これまでインプロビゼーションというのか?瞬発的なイマジネーションによる意外性のある展開というのは、クリーム以降のアートロック〜プログレの流れの中でいくつものバンドがやってきていましたが、それはあくまでも即興でしかありません。即興でできた展開はともすると凶暴なモノとしてリスナーに襲いかかります。PFMのそれは、即興の凶暴性や破綻による意外性とは次元の異なるものです。あれだけ(多くは8小節から16小節単位か?)細かい展開をしながら、それらの全てが構築されていると感じさせられるのって、これまでになかった経験だったのです。けして多くのクラシック音楽で感じさせられるような「退屈さ」の微塵もない音楽であり、ロックという範ちゅうで語られるべき音楽でありながら、イタリアを感じさせる気品と歴史を感じさせられる音楽なんて、凄すぎると思ったのです。
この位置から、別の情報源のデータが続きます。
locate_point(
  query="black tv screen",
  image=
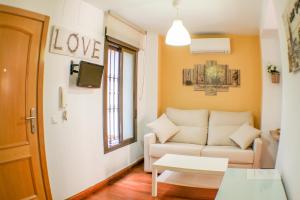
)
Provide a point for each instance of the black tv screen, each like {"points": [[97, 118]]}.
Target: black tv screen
{"points": [[90, 75]]}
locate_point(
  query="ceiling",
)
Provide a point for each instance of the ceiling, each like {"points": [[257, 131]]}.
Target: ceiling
{"points": [[199, 16]]}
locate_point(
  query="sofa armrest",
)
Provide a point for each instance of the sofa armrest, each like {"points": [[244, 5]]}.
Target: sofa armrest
{"points": [[257, 148], [149, 139]]}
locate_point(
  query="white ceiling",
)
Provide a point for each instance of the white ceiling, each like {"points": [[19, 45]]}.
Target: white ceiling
{"points": [[199, 16]]}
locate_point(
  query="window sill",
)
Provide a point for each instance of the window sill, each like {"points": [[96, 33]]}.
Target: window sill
{"points": [[118, 146]]}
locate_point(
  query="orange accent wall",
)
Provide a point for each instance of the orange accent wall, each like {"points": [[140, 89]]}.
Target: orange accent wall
{"points": [[245, 55]]}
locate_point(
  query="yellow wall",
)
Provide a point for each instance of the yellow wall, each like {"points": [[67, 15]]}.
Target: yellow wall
{"points": [[245, 55]]}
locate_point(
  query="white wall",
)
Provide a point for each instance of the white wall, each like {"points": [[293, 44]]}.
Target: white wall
{"points": [[271, 97], [271, 93], [74, 148], [288, 161]]}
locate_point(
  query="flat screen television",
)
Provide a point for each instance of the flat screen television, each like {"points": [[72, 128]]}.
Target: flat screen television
{"points": [[89, 75]]}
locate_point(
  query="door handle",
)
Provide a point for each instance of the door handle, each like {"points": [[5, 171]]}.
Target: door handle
{"points": [[32, 119]]}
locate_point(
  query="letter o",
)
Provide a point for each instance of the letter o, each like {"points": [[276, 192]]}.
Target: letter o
{"points": [[77, 42]]}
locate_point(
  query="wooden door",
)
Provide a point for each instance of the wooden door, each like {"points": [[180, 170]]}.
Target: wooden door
{"points": [[22, 36]]}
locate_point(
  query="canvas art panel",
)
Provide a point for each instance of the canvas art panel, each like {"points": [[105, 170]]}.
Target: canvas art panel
{"points": [[211, 77]]}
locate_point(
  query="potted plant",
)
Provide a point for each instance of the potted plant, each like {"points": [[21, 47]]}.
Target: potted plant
{"points": [[275, 74]]}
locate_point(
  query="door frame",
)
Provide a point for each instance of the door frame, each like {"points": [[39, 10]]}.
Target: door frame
{"points": [[40, 81]]}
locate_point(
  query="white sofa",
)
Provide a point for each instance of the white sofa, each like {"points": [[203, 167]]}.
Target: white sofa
{"points": [[204, 134]]}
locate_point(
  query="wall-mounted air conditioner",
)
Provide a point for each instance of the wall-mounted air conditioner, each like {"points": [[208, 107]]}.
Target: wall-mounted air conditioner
{"points": [[210, 45]]}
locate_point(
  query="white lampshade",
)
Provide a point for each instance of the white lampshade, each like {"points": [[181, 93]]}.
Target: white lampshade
{"points": [[178, 35]]}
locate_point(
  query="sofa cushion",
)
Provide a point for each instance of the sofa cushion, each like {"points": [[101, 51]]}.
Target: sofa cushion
{"points": [[190, 134], [163, 128], [234, 154], [158, 150], [193, 125], [223, 124], [245, 135]]}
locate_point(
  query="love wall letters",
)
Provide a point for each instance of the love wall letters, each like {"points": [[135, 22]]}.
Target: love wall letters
{"points": [[66, 42]]}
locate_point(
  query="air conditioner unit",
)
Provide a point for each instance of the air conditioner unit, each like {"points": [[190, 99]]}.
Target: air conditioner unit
{"points": [[210, 45]]}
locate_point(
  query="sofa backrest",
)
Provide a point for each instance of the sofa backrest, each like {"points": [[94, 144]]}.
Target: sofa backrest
{"points": [[223, 124], [193, 125]]}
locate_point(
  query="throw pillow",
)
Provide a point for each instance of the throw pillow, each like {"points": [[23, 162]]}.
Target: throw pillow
{"points": [[245, 135], [163, 128]]}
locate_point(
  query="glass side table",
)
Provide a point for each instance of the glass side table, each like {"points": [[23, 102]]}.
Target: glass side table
{"points": [[251, 184]]}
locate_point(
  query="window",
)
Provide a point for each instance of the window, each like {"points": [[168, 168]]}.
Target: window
{"points": [[119, 95]]}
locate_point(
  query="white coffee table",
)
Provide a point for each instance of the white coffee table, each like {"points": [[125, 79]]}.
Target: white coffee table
{"points": [[191, 171]]}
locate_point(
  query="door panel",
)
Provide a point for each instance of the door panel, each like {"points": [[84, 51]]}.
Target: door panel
{"points": [[20, 166], [13, 128]]}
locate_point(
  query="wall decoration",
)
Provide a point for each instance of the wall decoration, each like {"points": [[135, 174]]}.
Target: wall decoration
{"points": [[66, 42], [292, 26], [211, 77]]}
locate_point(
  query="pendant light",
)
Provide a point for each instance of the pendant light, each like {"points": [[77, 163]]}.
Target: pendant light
{"points": [[177, 35]]}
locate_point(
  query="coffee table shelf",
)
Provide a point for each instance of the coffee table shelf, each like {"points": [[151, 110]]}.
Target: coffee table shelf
{"points": [[191, 171]]}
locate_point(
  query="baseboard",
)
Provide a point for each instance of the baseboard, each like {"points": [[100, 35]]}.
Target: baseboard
{"points": [[105, 182]]}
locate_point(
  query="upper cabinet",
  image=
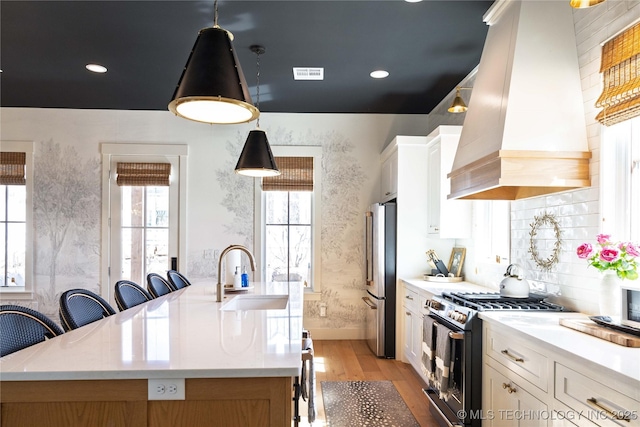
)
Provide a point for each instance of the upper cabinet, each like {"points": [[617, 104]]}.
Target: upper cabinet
{"points": [[446, 219], [389, 177], [404, 178]]}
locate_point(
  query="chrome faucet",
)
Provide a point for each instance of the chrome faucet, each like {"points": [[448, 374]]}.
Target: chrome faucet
{"points": [[229, 248]]}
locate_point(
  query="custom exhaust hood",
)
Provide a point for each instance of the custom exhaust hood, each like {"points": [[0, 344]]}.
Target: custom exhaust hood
{"points": [[524, 133]]}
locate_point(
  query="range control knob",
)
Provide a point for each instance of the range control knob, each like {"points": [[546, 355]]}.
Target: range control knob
{"points": [[434, 304], [457, 316]]}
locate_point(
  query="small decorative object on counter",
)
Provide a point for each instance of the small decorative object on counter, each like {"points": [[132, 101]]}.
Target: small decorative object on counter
{"points": [[237, 281], [618, 261], [619, 257], [245, 277]]}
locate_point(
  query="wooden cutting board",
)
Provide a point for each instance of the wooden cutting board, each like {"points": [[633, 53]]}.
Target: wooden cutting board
{"points": [[589, 327]]}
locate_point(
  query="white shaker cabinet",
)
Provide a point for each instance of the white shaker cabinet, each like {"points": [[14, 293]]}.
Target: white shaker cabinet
{"points": [[412, 328], [447, 219], [526, 381], [389, 177]]}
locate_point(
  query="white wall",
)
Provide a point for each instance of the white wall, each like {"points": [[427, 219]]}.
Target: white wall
{"points": [[219, 202]]}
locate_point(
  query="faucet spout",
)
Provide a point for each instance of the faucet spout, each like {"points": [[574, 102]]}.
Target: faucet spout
{"points": [[228, 249]]}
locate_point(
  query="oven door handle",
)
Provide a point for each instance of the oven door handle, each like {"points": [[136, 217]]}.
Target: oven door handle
{"points": [[445, 413], [453, 335], [456, 335]]}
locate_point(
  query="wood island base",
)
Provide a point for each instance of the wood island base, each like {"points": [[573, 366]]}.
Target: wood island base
{"points": [[228, 402]]}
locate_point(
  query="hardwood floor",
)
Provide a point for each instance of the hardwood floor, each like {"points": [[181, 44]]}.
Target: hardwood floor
{"points": [[347, 360]]}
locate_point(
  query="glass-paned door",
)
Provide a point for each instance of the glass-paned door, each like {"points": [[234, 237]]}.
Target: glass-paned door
{"points": [[143, 226], [13, 235]]}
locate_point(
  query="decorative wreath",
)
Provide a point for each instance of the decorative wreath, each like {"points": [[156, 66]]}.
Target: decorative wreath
{"points": [[538, 221]]}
けして即興性の凶暴さを否定するわけではありませんが、PFMとはボクにとって本当に音楽でユーロのイメージを伝えてくれる唯一無二のプログレッシブなバンドでした。しかしPFMを知ってしまったことが、ボクにとって両刃の剣になってしまったのも確かでした。ゲームでも同じでしょうけれども「最高だ」と思うモノを知ってしまった時から「それ以下が許せない」身体になってしまうのが、趣味趣向の世界だと思うのです。PFMを聴いてしまってからは、PFMの「幻の映像」並の音楽を身体が欲してしまうのです。前出のジェントル・ジャイアントは確か、PFMのメンバーが好ましいバンドであるとインタビューで語っていたことから、輸入盤を探し回って購入したのだったと思いますし、別のメンバーが「イ・プー」というバンドはいいよという話をすれば「ミラノの映像」というアルバムを聴き狂った覚えがあります。今聴けばどちらも素晴らしいバンドなんですが、ボクが目指していたのは「あくまでもPFM」だったのです。そしてある日悟ったのです。「PFMみたいなバンドはもう現れない」ということをです。その失望感からか、やがてボクの興味は、別な趣味趣向や異性との交際等に向かい、音楽を探訪する熱意は次第にしぼんでいったのだったと記憶します。